1965 play by Wole Soyinka

The Road is a 1965 play by Wole Soyinka, a Nigerian playwright, poet, and director. The play explores the activities at a roadside workshop, known as Aksident Store, where drivers discuss their experiences on the road.

== Plot ==
The plot revolves around Samson, a driver's assistant, and Salubi, a young driver without a license, who discuss their work experiences inside the store. Salubi works independently and only accepts individual passengers, while Samson is employed by Kotonu, who operates an unofficial bus converted from a truck. Kotonu and the professor join the conversation. Kotonu, who stopped driving after a serious accident, now works with the professor, who appears more of a religious enthusiast than a businessman, believing he can comfort the spirits of the deceased. He leaves with Kotonu to visit a collision scene.

The professor, who is not a clergyman, had previously preached in a church near the shop. Samson explains to Salubi why the professor left following a dispute with the bishop that resulted in a church wall collapsing. Samson convinces Kotonu to admit to helping the professor steal parts from the damaged cars to sell in the shop when he returns from the accident scene.

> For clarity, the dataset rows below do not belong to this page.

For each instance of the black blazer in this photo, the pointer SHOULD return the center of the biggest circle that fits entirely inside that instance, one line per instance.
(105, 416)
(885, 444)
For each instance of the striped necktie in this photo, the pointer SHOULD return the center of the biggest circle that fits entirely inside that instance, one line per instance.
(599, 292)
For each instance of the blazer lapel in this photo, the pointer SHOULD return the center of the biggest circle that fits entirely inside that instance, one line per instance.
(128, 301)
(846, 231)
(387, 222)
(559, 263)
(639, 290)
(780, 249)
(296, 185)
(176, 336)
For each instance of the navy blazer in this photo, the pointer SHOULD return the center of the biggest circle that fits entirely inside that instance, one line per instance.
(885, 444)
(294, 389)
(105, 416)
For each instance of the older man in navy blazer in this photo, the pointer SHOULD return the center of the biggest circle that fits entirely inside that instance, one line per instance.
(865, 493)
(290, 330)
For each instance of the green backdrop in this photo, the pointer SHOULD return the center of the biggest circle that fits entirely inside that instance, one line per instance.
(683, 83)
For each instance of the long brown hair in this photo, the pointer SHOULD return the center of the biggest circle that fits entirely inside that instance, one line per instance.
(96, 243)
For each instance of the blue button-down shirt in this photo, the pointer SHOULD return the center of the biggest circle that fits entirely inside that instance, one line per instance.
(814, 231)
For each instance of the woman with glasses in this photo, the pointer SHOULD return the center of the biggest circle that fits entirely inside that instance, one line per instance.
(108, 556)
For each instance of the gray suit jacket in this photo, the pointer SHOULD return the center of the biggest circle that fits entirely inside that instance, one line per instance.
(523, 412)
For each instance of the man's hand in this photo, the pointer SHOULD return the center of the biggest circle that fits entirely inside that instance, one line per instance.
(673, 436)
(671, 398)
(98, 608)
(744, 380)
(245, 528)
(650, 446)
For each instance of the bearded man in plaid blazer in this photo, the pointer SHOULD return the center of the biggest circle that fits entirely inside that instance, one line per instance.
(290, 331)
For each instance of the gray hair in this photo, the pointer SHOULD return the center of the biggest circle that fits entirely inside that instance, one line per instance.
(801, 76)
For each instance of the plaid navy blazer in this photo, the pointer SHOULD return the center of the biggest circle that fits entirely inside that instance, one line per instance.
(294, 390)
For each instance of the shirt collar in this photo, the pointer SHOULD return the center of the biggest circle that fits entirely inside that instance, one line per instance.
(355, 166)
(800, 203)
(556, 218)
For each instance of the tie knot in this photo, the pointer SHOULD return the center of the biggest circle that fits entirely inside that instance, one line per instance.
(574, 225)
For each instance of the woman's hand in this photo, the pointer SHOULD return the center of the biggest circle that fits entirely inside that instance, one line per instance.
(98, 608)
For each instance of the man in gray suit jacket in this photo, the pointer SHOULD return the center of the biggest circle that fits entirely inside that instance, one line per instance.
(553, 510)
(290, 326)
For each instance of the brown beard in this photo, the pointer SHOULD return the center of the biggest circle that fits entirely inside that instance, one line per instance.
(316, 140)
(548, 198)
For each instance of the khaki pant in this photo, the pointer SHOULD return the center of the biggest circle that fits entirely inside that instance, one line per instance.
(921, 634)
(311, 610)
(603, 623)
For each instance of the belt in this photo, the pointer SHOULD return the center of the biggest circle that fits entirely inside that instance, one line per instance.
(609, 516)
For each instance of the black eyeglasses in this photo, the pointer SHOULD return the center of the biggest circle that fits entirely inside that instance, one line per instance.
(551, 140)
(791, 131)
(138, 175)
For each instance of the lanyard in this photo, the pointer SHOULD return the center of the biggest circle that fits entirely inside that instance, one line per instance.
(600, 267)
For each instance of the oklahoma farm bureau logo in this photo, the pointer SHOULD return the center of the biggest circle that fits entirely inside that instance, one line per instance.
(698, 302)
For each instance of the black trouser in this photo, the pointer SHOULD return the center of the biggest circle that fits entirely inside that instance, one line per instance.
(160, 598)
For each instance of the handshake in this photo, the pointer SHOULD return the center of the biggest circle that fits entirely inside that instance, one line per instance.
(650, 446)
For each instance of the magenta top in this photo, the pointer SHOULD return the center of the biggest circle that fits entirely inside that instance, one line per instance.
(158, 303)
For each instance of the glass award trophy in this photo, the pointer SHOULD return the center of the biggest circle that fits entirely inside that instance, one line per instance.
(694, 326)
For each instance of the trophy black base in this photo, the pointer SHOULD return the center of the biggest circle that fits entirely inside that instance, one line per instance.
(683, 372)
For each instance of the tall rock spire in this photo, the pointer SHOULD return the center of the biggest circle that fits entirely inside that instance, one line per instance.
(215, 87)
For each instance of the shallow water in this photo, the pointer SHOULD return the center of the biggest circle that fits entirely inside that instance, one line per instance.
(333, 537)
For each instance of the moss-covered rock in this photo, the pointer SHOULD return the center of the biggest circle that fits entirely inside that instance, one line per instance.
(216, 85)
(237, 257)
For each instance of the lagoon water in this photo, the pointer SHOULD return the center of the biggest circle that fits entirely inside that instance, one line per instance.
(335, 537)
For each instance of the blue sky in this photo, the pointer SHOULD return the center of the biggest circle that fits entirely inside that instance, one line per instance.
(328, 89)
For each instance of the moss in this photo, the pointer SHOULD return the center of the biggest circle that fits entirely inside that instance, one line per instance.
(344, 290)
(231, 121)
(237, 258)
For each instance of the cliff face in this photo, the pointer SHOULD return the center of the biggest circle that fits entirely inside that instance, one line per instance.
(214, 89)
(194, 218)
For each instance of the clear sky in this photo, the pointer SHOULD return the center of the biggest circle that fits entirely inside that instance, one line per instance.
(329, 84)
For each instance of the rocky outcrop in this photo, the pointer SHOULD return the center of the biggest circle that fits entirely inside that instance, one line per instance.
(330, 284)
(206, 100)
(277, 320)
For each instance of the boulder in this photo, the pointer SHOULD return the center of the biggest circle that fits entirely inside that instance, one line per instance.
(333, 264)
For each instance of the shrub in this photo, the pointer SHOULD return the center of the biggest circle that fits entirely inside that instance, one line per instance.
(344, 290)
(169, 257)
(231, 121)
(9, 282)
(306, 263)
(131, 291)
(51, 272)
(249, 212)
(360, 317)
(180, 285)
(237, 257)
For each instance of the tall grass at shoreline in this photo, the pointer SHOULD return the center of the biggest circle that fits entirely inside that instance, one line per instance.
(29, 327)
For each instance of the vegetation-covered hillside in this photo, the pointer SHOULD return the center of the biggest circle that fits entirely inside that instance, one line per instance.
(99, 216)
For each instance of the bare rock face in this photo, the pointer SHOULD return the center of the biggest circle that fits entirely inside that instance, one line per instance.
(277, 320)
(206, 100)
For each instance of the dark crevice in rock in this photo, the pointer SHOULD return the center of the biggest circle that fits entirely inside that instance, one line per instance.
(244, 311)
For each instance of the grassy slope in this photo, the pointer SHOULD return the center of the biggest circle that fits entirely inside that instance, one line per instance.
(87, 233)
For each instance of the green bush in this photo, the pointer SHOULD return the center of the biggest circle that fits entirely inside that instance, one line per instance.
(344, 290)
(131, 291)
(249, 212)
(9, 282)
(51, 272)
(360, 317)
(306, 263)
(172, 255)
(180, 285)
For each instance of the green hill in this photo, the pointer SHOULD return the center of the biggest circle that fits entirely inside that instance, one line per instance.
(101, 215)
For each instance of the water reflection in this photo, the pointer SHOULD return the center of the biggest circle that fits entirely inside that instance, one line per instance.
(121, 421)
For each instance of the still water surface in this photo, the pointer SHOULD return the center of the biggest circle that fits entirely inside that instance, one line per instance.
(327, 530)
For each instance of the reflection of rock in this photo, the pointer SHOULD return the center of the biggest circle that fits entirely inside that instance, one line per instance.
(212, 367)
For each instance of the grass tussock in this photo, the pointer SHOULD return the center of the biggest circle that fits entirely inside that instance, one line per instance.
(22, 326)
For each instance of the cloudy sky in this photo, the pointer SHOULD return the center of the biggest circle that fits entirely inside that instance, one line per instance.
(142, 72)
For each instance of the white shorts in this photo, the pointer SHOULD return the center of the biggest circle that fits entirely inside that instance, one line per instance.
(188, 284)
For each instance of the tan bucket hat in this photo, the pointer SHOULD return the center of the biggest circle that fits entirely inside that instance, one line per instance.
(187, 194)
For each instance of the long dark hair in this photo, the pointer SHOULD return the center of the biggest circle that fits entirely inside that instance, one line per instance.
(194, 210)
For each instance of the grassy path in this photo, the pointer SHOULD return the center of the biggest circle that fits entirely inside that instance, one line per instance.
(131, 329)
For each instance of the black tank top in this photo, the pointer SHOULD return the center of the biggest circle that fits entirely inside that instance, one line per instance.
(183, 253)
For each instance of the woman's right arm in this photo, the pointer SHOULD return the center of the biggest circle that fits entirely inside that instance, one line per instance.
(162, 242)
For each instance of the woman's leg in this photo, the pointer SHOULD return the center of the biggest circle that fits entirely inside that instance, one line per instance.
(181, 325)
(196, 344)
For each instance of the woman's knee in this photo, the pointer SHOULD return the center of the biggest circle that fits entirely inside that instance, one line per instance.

At Aksident Store, where the professor also sells palm wine, several unemployed drivers and assistants gather. These individuals have been united by Say-Tokyo-Kid to form a group that is hired to provide security or incite violence at political events. Particulars Joe, the local police officer, arrives to collect his bribes, and Chief-in-Town, the local politician, stops by to hire the group. Three men enter the shop looking for specific auto parts. When the professor arrives, Samson and Salubi ask him to copy a fake driver's license from Kotonu, who has since stopped driving. The professor initially refuses due to Salubi's disrespectful language but later changes his mind and agrees.